Weakest among equals

Budgetary cuts threaten rule of law

The Secretary General of Kenya magistrates and Judges Association Derrick Kuto (centre) accompanied by (left to right) Lady Justice Jacqueline Kamau, vice secretary general Muktan Sarat, vice president Everlyne Olwande and Treasurer Benmark Ekhubi address the media at the association offices at Milimani Law Courts.

By TNLM Writer

“The crowning feature of any democracy is the supremacy of the Judiciary over all other branches of government, and the independence of the Judiciary to exercise its sovereign power as envisaged in the Constitution. Further, Separation of Powers is a fundamental doctrine from which the principle of judicial independence is entrenched. The Constitutional provisions on judicial authority including Article 160 of the Constitution 2010 and independence expressly dictate that in the exercise of judicial authority, the Judiciary shall not be subject to the control or direction of any person or authority. This is because the principles of judicial accountability and independence underpin public confidence in the judicial system and the importance of the judiciary as one of the three pillars upon which a responsible government relies. Balancing these two principles is pertinent for the government of the day to maintain a healthy democracy. Both institutional independence and decisional independence and accountability is required,” – Statement by the International Commission of Jurists, Kenya Chapter, condemning the recent cuts in the Judiciary’s budgetary allocation.

Unfortunately, the Judiciary remains a weak species. In the words of Alexander Hamilton, it neither has influence over the sword nor the purse. In other words, it has no direction either of the strength or of the wealth of the society, and can take no active resolution whatever. It may truly be said to have neither FORCE nor WILL, but merely judgment; and must ultimately depend upon the aid of the Executive arm even for the efficacy of its judgments.
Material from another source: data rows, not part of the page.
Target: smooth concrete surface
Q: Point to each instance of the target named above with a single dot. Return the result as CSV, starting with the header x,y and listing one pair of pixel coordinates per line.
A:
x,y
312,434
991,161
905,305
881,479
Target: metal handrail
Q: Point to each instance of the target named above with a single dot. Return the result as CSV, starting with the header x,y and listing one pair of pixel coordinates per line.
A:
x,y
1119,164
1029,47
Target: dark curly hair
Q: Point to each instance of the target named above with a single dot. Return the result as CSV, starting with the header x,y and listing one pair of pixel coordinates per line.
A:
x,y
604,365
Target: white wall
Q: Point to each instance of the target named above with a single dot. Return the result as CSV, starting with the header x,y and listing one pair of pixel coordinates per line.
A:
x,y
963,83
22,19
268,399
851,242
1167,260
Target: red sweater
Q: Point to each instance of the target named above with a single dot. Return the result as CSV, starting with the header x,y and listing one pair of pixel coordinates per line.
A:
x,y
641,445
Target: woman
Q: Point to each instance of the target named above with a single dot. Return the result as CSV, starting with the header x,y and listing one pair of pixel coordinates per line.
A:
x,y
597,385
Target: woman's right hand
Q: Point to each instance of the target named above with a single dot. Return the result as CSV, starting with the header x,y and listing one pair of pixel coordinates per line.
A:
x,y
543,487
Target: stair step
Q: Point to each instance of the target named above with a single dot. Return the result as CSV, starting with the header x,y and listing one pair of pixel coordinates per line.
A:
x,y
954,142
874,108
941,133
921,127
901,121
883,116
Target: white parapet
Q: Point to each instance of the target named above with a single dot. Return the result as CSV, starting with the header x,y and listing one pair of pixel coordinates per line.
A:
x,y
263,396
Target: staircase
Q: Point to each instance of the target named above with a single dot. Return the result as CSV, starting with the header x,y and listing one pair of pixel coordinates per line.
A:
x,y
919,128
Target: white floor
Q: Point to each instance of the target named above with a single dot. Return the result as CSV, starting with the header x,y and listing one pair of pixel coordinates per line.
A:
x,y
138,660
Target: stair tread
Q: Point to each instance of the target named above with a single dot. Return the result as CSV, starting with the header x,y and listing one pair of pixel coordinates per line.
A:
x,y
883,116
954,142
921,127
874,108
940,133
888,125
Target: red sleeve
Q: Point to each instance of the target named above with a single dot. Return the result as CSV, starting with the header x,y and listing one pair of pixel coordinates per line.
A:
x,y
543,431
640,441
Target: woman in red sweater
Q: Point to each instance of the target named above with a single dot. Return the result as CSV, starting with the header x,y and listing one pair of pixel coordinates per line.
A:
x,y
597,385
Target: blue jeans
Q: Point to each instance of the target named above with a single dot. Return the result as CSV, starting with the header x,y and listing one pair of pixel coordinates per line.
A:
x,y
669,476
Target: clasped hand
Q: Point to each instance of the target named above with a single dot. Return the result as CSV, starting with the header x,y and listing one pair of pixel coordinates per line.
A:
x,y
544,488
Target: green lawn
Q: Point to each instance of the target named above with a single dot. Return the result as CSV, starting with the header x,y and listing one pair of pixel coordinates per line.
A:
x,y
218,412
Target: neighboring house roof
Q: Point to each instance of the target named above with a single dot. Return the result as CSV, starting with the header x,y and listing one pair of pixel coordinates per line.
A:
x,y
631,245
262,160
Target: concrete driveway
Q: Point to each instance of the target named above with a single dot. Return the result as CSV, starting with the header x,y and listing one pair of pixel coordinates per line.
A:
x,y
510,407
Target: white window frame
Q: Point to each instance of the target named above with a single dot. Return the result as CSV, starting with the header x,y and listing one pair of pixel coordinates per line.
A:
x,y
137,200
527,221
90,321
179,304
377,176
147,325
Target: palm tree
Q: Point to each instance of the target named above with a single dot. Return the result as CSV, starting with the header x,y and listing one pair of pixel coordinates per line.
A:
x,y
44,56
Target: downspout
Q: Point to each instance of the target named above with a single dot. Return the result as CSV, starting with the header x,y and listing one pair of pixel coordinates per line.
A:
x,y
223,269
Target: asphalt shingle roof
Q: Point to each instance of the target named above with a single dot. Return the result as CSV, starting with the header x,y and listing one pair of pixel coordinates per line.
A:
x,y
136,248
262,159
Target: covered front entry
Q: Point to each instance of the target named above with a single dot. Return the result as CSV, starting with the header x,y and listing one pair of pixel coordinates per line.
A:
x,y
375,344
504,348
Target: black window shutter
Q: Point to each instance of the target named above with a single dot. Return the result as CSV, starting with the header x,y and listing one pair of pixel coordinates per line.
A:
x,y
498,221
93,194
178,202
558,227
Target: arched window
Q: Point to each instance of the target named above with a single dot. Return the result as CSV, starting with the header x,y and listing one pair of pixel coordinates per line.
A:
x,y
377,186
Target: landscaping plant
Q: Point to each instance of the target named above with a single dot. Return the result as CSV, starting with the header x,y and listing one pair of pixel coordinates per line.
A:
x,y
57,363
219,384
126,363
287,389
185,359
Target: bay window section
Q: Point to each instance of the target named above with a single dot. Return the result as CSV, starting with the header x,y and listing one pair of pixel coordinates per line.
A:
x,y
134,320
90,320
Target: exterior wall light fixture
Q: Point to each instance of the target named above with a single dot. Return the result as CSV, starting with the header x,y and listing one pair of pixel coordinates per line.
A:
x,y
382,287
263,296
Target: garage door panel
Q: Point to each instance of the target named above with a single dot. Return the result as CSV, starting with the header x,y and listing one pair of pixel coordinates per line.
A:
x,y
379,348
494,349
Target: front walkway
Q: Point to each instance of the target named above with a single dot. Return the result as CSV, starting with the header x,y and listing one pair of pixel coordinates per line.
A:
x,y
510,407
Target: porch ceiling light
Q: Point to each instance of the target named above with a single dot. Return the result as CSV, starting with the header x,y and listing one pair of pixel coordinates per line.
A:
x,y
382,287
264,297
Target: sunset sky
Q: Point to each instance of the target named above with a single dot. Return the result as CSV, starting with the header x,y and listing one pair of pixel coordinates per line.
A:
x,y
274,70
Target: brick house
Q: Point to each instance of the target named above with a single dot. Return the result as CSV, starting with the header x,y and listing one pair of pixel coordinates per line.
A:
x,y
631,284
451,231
As he (Hamilton) argues elsewhere, the Judiciary is left with little choice but to consistently bend to the whims of the Executive to guarantee its survival.

Although in Hamilton’s mind was perhaps the idea of a judiciary that could be limited by the conjunctive effort of the Executive and the Legislature, even doing away with it, his argument remains true for our government set-up today. In spite of a periodic emphasis on judicial independence, a holistic reading of the Constitution reveals an arm that is still at the mercy of it’s should-be equivalents. Budgetary allocations, appointment procedure, arrest and investigation as well as the inherent weakness of the law of contempt of court are some obvious loose ends.

From a deliberate effort to weaken it at conception (as in the case of the Constitution of the United States) to contempt, history is defined by a consistent presidential defence of the executive power. At the base of this defence are the electoral legitimacy the Executive enjoys in comparison and the frustration that comes with courts limiting the executive agenda. It’s been argued that if the president were to be held responsible for everything from air quality to voting rights, he would want to have the power to actually set the standards.

Critics warned that independent judges would gradually elevate the Judiciary over the other arms and to the pinnacle of government, a reality that, in their view, posed the greatest danger to democracy. It may be recalled that, in a letter to Charles Hammond, Thomas Jefferson wrote:

“It has long been my opinion, and I have not shrunk from its expression … that the germ of dissolution of our federal government is in the constitution of the Federal Judiciary; an irresponsible body (for impeachment is scarcely a scare-crow), working like gravity day and night, gaining a little to-day and a little to-morrow, and advancing its noiseless step like a thief, over the field of jurisdiction, until all shall be usurped from the States, and the government of all shall be consolidated into one…”

Presidents Franklin Delano Roosevelt and Andrew Jackson present perhaps the most absurd attack on the Judiciary by the Executive in the free world. In 1937, afraid that his legislative agenda risked being undone by the courts after integral elements of his New Deal program had been defeated in the Supreme Court, and riding on a popular wave of public anti-judicial sentiment – coupled with his own (popularity) – President Roosevelt launched a judicial reform plan in which he attempted to change the composition of the courts. He failed.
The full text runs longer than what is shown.